We are tearing apart families, destroying futures, and wasting human potential on a mind-blowing scale. This does not happen accidentally. The truth is there’s a whole system of businesses and people that profit from taking away people’s freedom.

Building and staffing prisons is big business, especially in towns full of closed factories reeling from a loss of manufacturing jobs that’ve gone overseas or been made obsolete by technology. It’s an easy answer for politicians under pressure to create jobs.

The bail industry is made of modern-day loan sharks preying off poor people and people of color. DA’s set bail far out of step with the charges or people’s ability to pay—so they either go into debt or pay the highest price—their freedom.

We know all too well the story of Sandra Bland, who was hauled in under the pretext of a traffic stop, couldn’t pay her way out, and hung herself in a jail in Waller County, Texas.

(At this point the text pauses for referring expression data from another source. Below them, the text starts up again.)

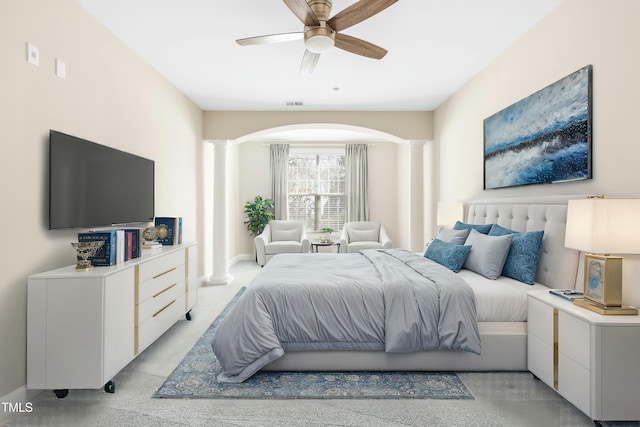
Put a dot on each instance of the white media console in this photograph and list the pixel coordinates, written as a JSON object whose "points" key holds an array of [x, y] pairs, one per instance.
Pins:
{"points": [[84, 327]]}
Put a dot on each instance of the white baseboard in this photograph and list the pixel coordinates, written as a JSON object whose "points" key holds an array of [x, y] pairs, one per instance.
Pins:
{"points": [[242, 257], [21, 396]]}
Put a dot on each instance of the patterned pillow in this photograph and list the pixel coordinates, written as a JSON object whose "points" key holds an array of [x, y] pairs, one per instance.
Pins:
{"points": [[488, 254], [480, 228], [522, 262], [450, 255]]}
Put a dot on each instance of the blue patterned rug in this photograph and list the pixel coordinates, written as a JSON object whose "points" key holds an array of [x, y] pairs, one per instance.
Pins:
{"points": [[195, 378]]}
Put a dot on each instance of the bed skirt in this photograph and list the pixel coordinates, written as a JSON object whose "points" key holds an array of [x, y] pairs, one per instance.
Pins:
{"points": [[504, 348]]}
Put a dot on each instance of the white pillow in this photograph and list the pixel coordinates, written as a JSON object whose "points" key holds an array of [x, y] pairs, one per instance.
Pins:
{"points": [[457, 237], [488, 253]]}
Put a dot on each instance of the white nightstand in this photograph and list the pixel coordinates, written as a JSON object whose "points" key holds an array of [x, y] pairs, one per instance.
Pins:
{"points": [[590, 359]]}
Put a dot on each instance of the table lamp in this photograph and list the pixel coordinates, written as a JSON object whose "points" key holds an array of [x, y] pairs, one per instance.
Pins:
{"points": [[599, 227]]}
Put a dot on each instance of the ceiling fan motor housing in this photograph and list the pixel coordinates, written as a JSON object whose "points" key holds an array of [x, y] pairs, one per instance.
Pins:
{"points": [[319, 39], [321, 8]]}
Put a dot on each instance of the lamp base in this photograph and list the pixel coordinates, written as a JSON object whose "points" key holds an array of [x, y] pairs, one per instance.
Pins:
{"points": [[603, 309]]}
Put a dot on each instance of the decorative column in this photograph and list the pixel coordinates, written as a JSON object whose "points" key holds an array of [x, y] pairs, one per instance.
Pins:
{"points": [[219, 244], [416, 213]]}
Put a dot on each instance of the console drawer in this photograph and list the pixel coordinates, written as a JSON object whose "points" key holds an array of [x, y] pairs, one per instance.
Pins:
{"points": [[157, 302], [161, 282], [152, 328], [158, 266]]}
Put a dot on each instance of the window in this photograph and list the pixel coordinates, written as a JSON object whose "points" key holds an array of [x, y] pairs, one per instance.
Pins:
{"points": [[316, 190]]}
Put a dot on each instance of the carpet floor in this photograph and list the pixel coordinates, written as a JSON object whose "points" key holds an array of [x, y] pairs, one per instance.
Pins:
{"points": [[195, 378]]}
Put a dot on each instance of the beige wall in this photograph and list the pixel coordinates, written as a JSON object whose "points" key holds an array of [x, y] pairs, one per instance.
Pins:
{"points": [[231, 125], [576, 33], [109, 96]]}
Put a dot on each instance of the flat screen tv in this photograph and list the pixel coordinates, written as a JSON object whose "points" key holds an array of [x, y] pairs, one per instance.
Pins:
{"points": [[94, 185]]}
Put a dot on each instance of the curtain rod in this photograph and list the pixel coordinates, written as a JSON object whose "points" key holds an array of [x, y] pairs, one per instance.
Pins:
{"points": [[317, 145]]}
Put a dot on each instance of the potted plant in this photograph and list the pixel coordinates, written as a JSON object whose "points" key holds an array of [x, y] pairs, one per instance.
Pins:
{"points": [[258, 214], [327, 234]]}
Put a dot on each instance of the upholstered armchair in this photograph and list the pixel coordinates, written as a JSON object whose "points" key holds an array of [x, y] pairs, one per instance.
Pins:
{"points": [[363, 235], [279, 237]]}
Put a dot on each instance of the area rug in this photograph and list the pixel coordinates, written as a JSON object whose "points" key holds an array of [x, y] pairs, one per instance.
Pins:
{"points": [[195, 378]]}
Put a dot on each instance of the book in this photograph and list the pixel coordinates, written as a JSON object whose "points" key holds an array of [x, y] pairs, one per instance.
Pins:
{"points": [[107, 254], [120, 246], [568, 294], [132, 243], [169, 230]]}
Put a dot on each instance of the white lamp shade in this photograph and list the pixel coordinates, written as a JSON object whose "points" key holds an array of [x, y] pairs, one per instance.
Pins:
{"points": [[448, 213], [604, 226]]}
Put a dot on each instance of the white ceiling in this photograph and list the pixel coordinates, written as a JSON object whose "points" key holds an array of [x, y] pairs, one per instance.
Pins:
{"points": [[435, 46]]}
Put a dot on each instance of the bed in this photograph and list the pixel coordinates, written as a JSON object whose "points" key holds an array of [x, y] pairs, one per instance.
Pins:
{"points": [[499, 311]]}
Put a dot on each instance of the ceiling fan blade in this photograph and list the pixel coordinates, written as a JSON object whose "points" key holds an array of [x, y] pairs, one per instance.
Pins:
{"points": [[309, 61], [301, 9], [358, 12], [271, 38], [359, 46]]}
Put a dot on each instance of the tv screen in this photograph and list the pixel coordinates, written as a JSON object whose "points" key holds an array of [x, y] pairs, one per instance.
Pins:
{"points": [[94, 185]]}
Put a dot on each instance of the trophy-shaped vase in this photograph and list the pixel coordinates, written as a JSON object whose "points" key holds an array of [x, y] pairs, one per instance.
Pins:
{"points": [[84, 251]]}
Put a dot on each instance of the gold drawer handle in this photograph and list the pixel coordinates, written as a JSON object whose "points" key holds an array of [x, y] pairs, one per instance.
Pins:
{"points": [[162, 274], [163, 308], [164, 290]]}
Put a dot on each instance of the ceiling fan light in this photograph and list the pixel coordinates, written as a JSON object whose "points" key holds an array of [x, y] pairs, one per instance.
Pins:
{"points": [[319, 43]]}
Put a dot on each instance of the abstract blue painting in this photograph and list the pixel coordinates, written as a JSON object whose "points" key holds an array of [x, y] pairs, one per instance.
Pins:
{"points": [[543, 138]]}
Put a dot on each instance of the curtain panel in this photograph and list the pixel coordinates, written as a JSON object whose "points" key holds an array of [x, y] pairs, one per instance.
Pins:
{"points": [[279, 179], [356, 183]]}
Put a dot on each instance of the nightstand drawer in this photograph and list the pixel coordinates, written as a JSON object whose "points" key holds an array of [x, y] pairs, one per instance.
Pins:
{"points": [[574, 339], [574, 383], [540, 321]]}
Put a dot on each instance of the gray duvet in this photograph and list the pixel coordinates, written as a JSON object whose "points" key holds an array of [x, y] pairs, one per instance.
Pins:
{"points": [[387, 300]]}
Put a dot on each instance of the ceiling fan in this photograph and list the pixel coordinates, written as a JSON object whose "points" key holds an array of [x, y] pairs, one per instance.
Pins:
{"points": [[322, 33]]}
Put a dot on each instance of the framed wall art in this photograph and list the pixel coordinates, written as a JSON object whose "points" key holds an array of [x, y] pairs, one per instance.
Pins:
{"points": [[543, 138], [603, 279]]}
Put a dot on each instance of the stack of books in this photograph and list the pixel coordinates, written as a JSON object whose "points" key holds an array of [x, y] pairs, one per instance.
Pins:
{"points": [[119, 245]]}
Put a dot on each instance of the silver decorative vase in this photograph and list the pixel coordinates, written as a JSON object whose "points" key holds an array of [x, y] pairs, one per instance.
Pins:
{"points": [[84, 251]]}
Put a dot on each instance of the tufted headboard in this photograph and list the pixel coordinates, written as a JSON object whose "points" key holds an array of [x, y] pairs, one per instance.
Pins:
{"points": [[557, 266]]}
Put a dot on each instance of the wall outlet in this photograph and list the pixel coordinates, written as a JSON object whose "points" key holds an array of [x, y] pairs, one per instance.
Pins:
{"points": [[61, 69], [33, 54]]}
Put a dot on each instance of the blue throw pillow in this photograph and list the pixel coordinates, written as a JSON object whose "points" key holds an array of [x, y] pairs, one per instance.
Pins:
{"points": [[480, 228], [522, 261], [450, 255]]}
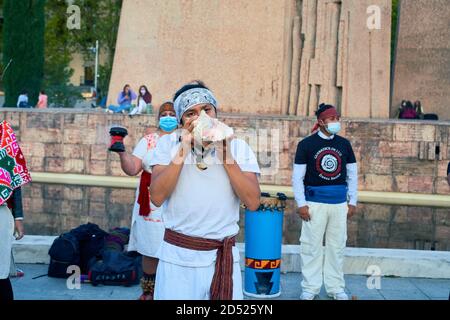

Or Kalief Browder, a 16-year-old falsely accused of stealing a backpack, who spent 3 years in jail, most of it in solitary confinement, before taking his life.

Money bail is a trap. It leads to pre-trial detention, which ruins lives. In our research we found if you borrow $1,000 for bail, you’re likely to pay a private bondsman $6,000—even if you show up to court or your charges are dismissed. Black people get higher bail for identical crimes. And the average felony carries $10,0000 bail, so do the math and you’ll see what working class people are up against before they can even hire a lawyer or have their day in court.

All of this creates huge incentives for people to take plea bargains, whether or not they’re guilty, no matter how flimsy the evidence against them.

Meanwhile, prosecutors build lucrative careers acting “tough on crime.” They lock up people who’ve been pressured to take deals, pulling them out of their jobs and families, which has a ripple effect in their communities, undermining public safety.

These are the issues Color Of Change works on every day through campaigns to end money bail, demand accountability for police violence and flip the script on prosecutors, where we’ve helped reform-minded candidates rise in a dozen cities from Ferguson to Philadelphia, Orlando, and Chicago.

It’s daunting work, but not all the stories are tragic. Ebony Thomas spent three days in an Atlanta jail after she was arrested for an unpaid ticket, missing sticker, and light out on her car. Her family thought she’d been hurt, or worse. But a year later, she stood with us as part of Mama’s Day Bailout and helped raise the money to send 147 women home on Mother’s Day.

We’ve led campaigns to shame prisons for forcing incarcerated people to do dangerous, backbreaking work, like fighting forest fires in California for as little as $1/hour. Our work led to the first law in the country to make phone calls from jail free. We’ve gone after the worst offenders, like California’s largest bail agency Aladdin, now under fire for corruption and keeping bail premiums high.

Profiteering in the prison industry should come as no surprise. But it does surprise people.

Our criminal justice system is a labyrinth of unfair, racist, counterproductive laws that’ve been built up over four decades. And the only way we’ll undo them is by coming together to have brutally honest conversations about what’s going on behind closed doors.

With 1.4 million members behind us, we are building power to transform the system. That means building political power, showing up en masse at town halls and in voting booths to set new standards for prosecutors and hold those in office accountable from Dallas to Detroit.

It means changing the narratives we see everyday on TV, on the news where data shows Black people are portrayed as criminals in far greater percentages than they actually commit crimes—and on popular crime shows. It means teaming up with influential artists like John Legend and Common to show how money bail, probation and parole, and pre-trial detention have become another form of incarceration for millions.

It’s time to break down where injustice hides and show people what we can do about it. Because there is so much we can do, together.

Mass incarceration is big business. If we want justice, we just have to follow the money.